短編 | ナノ

 02


俺には、家族がいない。
全員、早死にしてしまった。
母は俺が生まれて、父は俺が大学を入学すると同時に亡くなってしまった。
それなのに……俺の弟を名乗る「幽霊」が居る。
頭がおかしいって? 俺もそう思うけど、本当なんだ。


「兄さん、今日は仕事?」
「……話しかけるな」
「ふふふっ…兄さん」
「うるさい!」


――誰も見えない、弟を名乗る幽霊。幽霊を視えるかと言えばそうではなく、この弟――幸太と名乗る年齢不詳の青年(外見は学生のようだが、幽霊だから分からない)は、俺が生まれたころからずっと隣に存在した。幼い頃は、無邪気に「遊んでくれるお兄ちゃん」として慕っていた。だが、今は亡くなってしまった父には見えない。誰か分からない存在と喋るたび、父は顔を真っ青にして「千年の呪いだ……」と呟いていた。
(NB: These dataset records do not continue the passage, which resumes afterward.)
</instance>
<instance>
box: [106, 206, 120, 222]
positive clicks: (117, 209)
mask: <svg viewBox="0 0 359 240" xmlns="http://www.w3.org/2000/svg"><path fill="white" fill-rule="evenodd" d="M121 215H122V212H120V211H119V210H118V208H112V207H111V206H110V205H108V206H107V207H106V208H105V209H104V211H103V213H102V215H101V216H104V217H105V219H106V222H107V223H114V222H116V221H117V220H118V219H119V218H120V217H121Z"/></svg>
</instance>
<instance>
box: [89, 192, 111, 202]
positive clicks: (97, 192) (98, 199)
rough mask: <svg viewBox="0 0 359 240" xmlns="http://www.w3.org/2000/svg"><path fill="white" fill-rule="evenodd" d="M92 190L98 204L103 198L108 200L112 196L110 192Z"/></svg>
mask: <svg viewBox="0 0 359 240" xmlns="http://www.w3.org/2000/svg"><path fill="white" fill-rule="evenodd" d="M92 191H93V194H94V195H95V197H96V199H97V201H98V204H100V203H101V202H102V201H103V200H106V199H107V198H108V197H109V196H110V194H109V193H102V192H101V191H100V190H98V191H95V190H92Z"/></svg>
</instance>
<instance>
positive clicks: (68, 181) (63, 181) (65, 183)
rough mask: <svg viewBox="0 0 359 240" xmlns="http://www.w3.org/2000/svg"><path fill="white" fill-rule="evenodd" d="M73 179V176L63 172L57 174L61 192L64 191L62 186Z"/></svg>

 すべてが分かったのは父が亡くなった後だった。実家の書物を整理していると「古い日記」を見つけた。英語で書かれておりずっとそばに居る幽霊は平然と「ああ、あのクソ女の日記だね」と言った。それには――


自分の夫は弟が見えない、認識出来ないこと。
それは病気のせいで彼自身、自覚していないこと。
弟は彼に妄執していること。
自分が目の敵にされていること。
彼が弟に殺されたこと。
――弟は自殺し「悪魔に願った」こと。



『この命持って千年の時を経、兄と魂として繋がりを持つ』



魂として繋がり――それは、弟が幽霊として俺に憑いていることで、果たされていることを、身を持って知った。


自分の命と代えてまでも、兄に執着……俺には理解出来なかったがともかく。


……この幽霊、幸太が、俺の背後霊としてずーっと俺が死ぬまで付き纏うことはよぅく分かってしまった……。